继续跟踪shadowTreeDidFinishTransaction的实现:
cpp
// UIManager.cpp
void UIManager::shadowTreeDidFinishTransaction(
std::shared_ptr<const MountingCoordinator> mountingCoordinator,
bool mountSynchronously) const {
TraceSection s("UIManager::shadowTreeDidFinishTransaction");
if (delegate_ != nullptr) {
delegate_->uiManagerDidFinishTransaction(
std::move(mountingCoordinator), mountSynchronously);
}
}继续跟踪uiManagerDidFinishTransaction实现,源码react-native/packages/react-native/ReactCommon/react/renderer/scheduler/Scheduler.cpp:
cpp
void Scheduler::uiManagerDidFinishTransaction(
std::shared_ptr<const MountingCoordinator> mountingCoordinator,
bool mountSynchronously) {
TraceSection s("Scheduler::uiManagerDidFinishTransaction");
if (delegate_ != nullptr) {
// 除了 Android 平台之外,此操作在所有平台上均无效,
// 因为在 Android 平台上我们需要观察每个事务才能正确地进行挂载。
delegate_->schedulerDidFinishTransaction(mountingCoordinator);
if (!mountSynchronously) {
auto surfaceId = mountingCoordinator->getSurfaceId();
runtimeScheduler_->scheduleRenderingUpdate(
surfaceId,
[delegate = delegate_,
mountingCoordinator = std::move(mountingCoordinator)]() {
delegate->schedulerShouldRenderTransactions(mountingCoordinator);
});
} else {
delegate_->schedulerShouldRenderTransactions(mountingCoordinator);
}
}
}继续跟踪schedulerShouldRenderTransactions实现:
cpp
// FabricUIManagerBinding.cpp
void FabricUIManagerBinding::schedulerShouldRenderTransactions(
const std::shared_ptr<const MountingCoordinator>& mountingCoordinator) {
auto mountingManager =
getMountingManager("schedulerShouldRenderTransactions");
if (!mountingManager) {
return;
}
if (ReactNativeFeatureFlags::enableAccumulatedUpdatesInRawPropsAndroid()) {
auto mountingTransaction = mountingCoordinator->pullTransaction(
/* willPerformAsynchronously = */ true);
if (mountingTransaction.has_value()) {
auto transaction = std::move(*mountingTransaction);
mountingManager->executeMount(transaction);
}
} else {
std::vector<MountingTransaction> pendingTransactions;
{
// 保留锁以访问待处理事务,但不要执行挂载操作,因为该方法可能会再次调用此方法。
//
// 当挂载管理器同步触发状态更新时(例如从 UI 线程提交时),此方法可能会被重入调用。
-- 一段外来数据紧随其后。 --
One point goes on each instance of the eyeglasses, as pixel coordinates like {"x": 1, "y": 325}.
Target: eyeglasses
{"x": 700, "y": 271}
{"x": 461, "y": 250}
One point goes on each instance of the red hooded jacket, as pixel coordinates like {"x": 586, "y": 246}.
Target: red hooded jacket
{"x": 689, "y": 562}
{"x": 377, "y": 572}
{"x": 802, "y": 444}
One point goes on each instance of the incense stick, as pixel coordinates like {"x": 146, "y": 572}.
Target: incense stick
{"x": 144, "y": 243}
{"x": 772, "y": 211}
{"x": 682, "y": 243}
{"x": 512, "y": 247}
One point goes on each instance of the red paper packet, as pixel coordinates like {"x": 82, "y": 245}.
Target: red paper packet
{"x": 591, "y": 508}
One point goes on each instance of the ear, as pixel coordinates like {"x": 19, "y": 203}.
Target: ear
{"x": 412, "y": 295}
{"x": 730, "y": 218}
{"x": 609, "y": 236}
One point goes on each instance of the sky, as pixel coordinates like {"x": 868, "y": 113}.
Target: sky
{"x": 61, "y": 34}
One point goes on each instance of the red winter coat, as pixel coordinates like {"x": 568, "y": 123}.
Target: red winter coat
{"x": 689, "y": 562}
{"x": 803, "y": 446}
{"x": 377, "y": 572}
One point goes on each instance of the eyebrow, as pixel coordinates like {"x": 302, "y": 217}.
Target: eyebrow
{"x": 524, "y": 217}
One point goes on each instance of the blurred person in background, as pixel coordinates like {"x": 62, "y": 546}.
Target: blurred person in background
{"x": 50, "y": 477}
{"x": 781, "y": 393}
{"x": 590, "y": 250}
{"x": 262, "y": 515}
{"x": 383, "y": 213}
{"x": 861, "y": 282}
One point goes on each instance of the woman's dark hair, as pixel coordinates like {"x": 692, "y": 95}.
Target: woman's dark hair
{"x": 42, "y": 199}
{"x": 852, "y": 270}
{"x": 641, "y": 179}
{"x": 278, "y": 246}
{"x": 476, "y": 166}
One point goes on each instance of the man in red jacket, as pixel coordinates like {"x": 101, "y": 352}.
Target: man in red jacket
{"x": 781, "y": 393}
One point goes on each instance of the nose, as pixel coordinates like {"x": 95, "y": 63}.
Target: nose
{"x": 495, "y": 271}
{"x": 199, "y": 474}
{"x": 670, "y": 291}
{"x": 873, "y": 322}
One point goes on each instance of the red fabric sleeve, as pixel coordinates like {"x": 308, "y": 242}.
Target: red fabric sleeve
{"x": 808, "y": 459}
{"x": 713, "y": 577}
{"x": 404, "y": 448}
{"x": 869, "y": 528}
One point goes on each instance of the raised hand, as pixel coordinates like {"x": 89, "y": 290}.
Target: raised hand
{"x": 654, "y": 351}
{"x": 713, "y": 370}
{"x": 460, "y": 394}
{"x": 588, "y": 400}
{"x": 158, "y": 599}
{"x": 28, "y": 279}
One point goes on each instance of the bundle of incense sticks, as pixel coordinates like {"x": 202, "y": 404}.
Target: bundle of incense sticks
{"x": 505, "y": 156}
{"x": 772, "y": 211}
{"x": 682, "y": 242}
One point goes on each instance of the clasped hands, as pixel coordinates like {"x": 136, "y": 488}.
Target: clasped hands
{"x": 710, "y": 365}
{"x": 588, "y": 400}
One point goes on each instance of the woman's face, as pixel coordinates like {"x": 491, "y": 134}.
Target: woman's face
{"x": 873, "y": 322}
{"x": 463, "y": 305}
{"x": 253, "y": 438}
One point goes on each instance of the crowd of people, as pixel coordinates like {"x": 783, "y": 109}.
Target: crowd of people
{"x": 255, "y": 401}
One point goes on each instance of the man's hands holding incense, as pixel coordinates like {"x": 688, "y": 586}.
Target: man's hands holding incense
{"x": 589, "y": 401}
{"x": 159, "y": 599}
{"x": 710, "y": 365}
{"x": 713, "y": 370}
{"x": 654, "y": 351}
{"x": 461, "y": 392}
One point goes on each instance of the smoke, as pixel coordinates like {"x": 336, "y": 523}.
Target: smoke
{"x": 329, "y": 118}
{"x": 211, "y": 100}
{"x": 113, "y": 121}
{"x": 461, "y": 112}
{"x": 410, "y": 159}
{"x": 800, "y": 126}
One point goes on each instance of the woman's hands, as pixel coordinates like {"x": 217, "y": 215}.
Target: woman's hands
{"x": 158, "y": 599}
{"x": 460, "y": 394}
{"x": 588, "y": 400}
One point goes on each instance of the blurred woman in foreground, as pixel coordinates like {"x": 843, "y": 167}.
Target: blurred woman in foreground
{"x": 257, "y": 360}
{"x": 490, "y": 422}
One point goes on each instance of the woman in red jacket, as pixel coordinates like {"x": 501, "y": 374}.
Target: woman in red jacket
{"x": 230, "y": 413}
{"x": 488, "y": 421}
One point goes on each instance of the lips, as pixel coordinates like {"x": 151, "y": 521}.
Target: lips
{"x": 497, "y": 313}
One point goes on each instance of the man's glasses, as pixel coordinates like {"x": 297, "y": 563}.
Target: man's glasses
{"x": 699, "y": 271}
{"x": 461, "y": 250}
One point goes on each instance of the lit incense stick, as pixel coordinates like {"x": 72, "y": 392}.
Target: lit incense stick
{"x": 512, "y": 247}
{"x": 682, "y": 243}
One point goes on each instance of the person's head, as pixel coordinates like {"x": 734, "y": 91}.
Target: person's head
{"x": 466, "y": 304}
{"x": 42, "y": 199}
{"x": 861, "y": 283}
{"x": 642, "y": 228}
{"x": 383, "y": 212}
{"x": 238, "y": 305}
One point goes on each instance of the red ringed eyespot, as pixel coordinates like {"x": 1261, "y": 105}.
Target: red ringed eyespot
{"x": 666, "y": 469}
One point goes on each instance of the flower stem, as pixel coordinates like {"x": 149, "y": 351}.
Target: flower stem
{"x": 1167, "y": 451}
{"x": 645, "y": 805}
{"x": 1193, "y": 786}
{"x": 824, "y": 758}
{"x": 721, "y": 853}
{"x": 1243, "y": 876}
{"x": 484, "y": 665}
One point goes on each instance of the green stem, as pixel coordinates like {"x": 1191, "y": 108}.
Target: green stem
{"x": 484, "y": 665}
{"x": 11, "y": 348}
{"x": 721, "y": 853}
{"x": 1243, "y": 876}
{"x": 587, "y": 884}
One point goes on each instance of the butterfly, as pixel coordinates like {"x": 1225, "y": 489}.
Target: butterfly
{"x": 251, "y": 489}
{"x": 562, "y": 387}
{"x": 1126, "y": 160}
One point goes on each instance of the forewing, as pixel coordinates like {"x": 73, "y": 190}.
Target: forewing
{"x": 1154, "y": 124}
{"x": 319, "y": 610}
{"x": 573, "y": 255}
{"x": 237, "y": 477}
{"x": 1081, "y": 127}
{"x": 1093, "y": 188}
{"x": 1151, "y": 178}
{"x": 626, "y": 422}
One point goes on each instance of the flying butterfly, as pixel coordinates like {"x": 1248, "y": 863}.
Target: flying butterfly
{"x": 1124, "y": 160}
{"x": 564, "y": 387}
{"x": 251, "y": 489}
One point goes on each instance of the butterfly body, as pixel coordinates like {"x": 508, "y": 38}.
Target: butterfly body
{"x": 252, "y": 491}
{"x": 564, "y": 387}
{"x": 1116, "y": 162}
// 这是安全的,因为我们已经将同一surface ID 的所有事务合并到待处理事务列表中的单个事务中,
// 因此操作不会乱序执行。
std::unique_lock<std::mutex> lock(pendingTransactionsMutex_);
pendingTransactions_.swap(pendingTransactions);
}
for (auto& transaction : pendingTransactions) {
mountingManager->executeMount(transaction);
}
}
}到这里,最重要的方法是executeMount。该方法负责将 C++ 层的 Shadow Tree 变更(MountingTransaction)转换为 Java 层的视图操作指令,并调度到 UI 线程执行。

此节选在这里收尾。